Auch die Analysen, Artikel und Veranstaltungen rund um diesen Sport, seine Strukturen, „Bilder“ und vermeintliche Normen haben vieles bewegt. Eine besondere Bedeutung hatten hier die „Gender Kicks 20Elf“ der Heinrich-Böll-Stiftung mit der Gegnerinnen-Aufklärung, mit Reportagen und Interviews zur Fußballkultur und Situation des Frauenfußballs in den WM-Ländern. Die Gender-Kicks waren Teil des ausgezeichneten Kulturprogramms der DFB-Kulturstiftung mit einer Deutschland-Tour in 12 Städten und Gästen aus Brasilien, Nigeria und Mexiko.
Erfolgreich war die Weltmeisterschaft aber nicht nur für den Frauensport, sondern auch für Umwelt und Klima. Mit dem Umweltprogramm Green Goal 2011 konnte gezeigt werden, dass eine Sportgroßveranstaltung klimafair und umweltfreundlich sein kann und was Fußball hier leisten kann.

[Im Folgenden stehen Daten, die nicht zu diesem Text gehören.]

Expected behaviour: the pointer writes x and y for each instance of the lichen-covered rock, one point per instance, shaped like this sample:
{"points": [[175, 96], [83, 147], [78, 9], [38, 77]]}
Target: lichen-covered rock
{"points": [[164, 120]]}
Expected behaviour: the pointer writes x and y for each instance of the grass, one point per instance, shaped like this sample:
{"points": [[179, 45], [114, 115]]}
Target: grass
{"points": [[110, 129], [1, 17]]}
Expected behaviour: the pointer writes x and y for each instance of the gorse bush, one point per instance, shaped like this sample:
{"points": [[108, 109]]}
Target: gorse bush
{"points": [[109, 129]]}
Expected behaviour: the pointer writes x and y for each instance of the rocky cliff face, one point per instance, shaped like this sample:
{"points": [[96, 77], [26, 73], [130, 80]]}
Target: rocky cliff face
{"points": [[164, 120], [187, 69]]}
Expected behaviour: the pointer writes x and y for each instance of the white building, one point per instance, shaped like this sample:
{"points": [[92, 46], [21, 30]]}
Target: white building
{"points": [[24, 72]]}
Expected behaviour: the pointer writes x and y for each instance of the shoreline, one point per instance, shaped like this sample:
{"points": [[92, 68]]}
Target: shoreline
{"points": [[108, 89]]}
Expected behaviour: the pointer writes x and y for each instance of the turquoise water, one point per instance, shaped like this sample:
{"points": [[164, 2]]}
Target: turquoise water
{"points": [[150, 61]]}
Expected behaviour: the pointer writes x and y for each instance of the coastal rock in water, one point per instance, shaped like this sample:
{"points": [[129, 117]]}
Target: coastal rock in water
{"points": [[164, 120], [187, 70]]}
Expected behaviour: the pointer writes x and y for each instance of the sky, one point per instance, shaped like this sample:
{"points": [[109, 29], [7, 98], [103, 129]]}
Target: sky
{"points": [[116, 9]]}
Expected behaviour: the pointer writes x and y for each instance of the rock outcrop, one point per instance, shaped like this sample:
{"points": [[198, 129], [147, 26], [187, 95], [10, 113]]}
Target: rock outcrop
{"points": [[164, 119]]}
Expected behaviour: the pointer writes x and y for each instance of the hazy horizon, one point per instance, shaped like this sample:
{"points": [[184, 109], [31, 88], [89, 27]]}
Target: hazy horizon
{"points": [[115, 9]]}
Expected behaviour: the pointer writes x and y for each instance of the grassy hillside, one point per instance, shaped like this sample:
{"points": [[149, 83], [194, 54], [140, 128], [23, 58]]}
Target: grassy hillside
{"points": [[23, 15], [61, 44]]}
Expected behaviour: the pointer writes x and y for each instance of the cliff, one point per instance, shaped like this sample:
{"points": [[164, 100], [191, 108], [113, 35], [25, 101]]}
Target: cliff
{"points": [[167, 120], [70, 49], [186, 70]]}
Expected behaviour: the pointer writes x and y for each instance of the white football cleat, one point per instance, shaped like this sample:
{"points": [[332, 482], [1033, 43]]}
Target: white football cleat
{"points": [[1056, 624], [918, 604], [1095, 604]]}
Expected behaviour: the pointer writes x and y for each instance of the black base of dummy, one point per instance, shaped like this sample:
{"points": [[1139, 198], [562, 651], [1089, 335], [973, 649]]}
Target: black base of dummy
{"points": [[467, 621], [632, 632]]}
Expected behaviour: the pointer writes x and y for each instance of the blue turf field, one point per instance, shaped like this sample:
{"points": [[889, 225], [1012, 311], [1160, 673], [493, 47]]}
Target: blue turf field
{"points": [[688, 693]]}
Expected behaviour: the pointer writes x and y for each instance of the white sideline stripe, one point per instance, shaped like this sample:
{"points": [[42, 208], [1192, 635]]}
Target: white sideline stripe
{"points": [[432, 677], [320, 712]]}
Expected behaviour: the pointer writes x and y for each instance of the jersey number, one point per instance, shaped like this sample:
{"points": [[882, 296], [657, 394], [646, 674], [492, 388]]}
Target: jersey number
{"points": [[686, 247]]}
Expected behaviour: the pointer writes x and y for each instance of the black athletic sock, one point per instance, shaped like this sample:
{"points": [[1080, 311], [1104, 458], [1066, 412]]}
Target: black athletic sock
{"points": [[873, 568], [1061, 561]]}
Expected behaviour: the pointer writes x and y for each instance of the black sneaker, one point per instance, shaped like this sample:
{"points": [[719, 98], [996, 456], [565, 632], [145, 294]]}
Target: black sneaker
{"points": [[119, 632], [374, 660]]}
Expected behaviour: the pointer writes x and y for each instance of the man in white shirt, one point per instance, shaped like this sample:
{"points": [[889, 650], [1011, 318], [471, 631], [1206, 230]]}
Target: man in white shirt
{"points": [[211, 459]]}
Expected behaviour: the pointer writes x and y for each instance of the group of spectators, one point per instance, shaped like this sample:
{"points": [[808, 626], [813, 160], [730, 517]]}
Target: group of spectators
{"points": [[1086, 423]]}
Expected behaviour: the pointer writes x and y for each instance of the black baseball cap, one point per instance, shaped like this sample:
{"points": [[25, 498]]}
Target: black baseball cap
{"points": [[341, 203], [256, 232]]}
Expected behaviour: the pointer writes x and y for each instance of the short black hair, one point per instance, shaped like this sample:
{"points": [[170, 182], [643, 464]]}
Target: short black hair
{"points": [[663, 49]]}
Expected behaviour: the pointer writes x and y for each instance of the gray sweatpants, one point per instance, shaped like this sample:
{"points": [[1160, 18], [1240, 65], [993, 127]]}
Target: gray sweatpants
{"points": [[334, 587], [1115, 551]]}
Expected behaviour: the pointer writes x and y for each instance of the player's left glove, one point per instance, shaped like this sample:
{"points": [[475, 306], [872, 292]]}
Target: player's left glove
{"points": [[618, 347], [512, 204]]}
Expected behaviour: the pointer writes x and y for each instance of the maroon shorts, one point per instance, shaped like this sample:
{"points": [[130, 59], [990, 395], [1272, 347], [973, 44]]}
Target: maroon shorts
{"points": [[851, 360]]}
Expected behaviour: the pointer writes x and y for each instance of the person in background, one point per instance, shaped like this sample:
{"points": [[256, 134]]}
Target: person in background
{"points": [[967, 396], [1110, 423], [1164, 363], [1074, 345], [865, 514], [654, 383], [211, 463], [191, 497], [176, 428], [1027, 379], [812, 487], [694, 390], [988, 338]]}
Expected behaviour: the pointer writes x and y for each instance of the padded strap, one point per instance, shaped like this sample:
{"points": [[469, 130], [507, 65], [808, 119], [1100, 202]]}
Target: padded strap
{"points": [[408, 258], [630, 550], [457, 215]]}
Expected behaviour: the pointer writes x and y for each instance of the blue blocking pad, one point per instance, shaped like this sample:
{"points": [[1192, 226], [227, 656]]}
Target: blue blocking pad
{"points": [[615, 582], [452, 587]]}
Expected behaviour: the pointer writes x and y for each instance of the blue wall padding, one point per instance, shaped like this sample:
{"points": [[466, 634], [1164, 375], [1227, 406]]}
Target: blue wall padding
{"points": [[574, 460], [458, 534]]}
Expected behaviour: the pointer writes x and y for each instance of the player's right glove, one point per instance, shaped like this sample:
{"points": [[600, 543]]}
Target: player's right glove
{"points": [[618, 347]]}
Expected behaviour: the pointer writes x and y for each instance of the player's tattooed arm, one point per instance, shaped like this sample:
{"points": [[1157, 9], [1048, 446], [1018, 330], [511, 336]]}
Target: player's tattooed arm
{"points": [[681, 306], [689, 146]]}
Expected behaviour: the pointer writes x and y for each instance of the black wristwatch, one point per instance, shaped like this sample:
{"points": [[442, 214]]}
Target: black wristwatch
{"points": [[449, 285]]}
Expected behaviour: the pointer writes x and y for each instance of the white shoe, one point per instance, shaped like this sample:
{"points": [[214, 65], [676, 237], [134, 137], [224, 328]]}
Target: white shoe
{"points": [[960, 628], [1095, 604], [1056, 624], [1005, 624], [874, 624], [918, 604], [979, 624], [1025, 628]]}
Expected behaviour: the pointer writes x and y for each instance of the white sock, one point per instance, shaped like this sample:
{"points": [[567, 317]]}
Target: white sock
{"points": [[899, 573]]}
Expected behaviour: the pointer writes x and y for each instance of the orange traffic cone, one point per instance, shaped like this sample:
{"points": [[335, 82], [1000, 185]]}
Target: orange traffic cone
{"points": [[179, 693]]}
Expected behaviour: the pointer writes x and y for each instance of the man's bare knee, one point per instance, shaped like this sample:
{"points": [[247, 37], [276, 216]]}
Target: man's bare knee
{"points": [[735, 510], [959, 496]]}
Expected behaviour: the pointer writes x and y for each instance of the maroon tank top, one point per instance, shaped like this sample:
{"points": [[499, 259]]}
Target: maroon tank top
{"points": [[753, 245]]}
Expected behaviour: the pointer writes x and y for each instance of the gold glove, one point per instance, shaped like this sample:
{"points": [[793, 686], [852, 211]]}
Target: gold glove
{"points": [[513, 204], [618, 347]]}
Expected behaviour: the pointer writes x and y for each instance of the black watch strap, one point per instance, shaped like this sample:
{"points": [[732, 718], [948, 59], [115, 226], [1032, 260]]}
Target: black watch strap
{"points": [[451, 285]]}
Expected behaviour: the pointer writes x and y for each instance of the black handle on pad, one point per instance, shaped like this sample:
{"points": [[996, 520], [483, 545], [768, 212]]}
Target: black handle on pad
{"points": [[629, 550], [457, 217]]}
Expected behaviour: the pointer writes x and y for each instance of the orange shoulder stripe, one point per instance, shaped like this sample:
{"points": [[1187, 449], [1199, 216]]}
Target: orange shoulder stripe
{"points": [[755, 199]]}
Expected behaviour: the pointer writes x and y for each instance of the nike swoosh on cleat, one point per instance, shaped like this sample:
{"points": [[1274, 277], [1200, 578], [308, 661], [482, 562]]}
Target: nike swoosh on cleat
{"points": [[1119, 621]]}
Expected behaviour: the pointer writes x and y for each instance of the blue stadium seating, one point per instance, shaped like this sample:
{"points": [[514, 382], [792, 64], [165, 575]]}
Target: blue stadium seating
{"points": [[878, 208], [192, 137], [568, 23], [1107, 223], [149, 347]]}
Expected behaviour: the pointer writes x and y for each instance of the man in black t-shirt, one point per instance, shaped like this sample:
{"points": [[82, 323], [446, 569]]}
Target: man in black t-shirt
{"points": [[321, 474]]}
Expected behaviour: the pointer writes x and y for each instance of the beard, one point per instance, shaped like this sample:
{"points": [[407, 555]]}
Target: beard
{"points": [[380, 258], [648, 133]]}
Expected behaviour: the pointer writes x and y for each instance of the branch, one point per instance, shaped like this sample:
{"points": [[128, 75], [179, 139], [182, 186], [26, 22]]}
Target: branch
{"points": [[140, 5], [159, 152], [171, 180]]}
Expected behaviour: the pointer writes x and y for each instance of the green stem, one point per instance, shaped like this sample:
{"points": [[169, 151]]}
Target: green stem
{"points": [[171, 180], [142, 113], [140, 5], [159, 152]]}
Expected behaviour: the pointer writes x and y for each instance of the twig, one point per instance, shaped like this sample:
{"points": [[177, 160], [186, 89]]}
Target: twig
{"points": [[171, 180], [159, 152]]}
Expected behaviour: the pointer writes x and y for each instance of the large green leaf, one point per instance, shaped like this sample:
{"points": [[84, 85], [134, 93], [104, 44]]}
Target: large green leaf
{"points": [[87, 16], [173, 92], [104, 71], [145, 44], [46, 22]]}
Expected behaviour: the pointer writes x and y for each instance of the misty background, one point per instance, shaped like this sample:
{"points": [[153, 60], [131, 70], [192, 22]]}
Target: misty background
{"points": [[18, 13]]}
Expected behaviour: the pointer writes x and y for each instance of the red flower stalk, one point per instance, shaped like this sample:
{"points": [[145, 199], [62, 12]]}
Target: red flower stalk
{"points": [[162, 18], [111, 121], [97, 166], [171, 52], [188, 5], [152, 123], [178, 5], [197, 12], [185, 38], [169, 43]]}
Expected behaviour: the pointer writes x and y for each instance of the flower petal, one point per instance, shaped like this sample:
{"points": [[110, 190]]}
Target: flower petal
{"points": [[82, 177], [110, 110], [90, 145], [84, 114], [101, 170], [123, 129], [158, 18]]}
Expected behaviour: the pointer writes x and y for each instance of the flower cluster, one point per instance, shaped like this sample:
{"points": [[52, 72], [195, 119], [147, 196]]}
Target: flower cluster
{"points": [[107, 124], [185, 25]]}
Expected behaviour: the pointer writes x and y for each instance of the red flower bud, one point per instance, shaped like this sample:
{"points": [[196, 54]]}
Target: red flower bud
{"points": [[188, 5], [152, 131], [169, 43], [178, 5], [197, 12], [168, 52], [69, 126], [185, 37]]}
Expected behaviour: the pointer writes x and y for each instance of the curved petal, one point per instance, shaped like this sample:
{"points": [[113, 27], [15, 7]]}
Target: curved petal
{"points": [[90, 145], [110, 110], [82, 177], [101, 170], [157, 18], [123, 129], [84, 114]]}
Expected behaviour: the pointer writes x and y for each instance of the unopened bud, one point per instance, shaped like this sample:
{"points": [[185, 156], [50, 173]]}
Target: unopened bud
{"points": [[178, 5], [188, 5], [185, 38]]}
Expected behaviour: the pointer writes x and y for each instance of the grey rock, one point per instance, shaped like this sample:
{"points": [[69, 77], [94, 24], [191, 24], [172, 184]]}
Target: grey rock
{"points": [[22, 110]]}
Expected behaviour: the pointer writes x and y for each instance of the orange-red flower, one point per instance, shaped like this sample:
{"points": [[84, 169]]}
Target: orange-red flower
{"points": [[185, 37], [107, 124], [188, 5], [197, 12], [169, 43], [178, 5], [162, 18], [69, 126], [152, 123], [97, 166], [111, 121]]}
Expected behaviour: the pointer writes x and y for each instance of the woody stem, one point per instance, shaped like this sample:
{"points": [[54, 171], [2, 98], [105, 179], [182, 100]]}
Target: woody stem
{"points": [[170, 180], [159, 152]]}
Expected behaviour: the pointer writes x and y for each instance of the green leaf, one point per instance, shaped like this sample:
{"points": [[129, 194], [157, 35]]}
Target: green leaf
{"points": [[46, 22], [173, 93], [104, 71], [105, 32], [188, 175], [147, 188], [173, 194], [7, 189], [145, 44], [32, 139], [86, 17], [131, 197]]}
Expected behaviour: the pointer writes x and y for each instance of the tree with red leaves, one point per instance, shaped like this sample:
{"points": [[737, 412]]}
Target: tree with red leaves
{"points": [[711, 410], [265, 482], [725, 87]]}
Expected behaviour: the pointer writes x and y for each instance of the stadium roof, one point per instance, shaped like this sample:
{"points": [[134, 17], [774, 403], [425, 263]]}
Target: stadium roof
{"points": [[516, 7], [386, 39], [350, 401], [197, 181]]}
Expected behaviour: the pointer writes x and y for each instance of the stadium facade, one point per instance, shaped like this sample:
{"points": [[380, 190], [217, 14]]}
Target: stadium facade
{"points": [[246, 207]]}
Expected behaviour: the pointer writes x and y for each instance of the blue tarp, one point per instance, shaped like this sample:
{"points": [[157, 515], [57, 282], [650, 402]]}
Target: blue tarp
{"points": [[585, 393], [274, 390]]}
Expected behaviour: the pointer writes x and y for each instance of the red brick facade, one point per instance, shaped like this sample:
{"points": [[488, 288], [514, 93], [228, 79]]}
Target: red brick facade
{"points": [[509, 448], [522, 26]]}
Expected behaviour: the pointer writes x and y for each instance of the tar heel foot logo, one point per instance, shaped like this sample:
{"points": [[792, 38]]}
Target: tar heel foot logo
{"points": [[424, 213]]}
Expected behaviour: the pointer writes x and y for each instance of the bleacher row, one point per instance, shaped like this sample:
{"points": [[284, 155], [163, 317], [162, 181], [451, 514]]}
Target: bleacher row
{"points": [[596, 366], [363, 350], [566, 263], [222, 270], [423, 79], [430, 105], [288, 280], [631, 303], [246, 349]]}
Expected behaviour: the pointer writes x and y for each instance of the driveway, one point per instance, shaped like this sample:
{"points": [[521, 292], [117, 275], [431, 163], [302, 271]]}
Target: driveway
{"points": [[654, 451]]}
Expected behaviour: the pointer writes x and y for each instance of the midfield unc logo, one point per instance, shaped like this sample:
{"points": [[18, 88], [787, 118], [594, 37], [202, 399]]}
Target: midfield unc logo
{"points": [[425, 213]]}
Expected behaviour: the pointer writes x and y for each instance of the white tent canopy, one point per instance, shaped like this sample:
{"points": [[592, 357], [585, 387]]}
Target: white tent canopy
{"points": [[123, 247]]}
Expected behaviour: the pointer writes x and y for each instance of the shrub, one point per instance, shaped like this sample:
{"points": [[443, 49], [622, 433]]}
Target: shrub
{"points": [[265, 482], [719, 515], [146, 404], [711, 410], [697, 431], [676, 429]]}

Bereits jetzt hat das Programm national und international Kreise gezogen, was mich besonders freut, weil ich Sprecherin des Umweltbeirats für die WM sein durfte: Der Weltfußballverband hat zugesagt, die Maßstäbe von Green Goal auch an künftige Sportgroßveranstaltungen anzulegen und im DFB wurde der Bereich Klima- und Umweltschutz in einer Nachhaltigkeitskommission institutionalisiert. Und konkrete Projekte sind auch schon auf dem Weg. Bereits Anfang 2012 konnte ich als Beauftragte des DFB für Umwelt- und Klimaschutz beim Startschuss für den DFB Umweltcup für die 26.000 Vereine dabei sein.
Im Alltagsgeschäft nach der WM gibt es ebenfalls nachhaltige Erfolge, etwa der Zuschauerrekord in der Bundesligasaison 2011/2012 mit knapp 35% mehr Fans in den Stadien. Und die Zahl der Fußballerinnen im Land steigt weiter an, auf einem schon ziemlich hohen Sockel von über einer Million Aktiven. Aber auch hier muss das Engagement weitergehen. Denn Spiele mit Rekordzuschauerzahlen wie das Championsleague-Finale der Frauen in München, das rund 50.000 im Stadion verfolgten, bleiben eindeutig die Ausnahme. Ich bin mir sicher: Es sind noch deutlich stärkere Zuwächse möglich, bis das Potential ausgeschöpft ist.
Auch die Medienberichterstattung wurde durch die WM nicht auf einen Schlag umgekrempelt. ARD und ZDF beschränken sich weiter auf Länderspiele und Fußballeventhighlights. Aber klar ist: Das Terrain ist bereitet, damit Tabellen der Frauen-Bundesliga in die Sportrubrik der Zeitungen normal sind und Zusammenfassungen von Spitzenspielen der Frauen zum Pflichtprogramm der Sportschau gehören.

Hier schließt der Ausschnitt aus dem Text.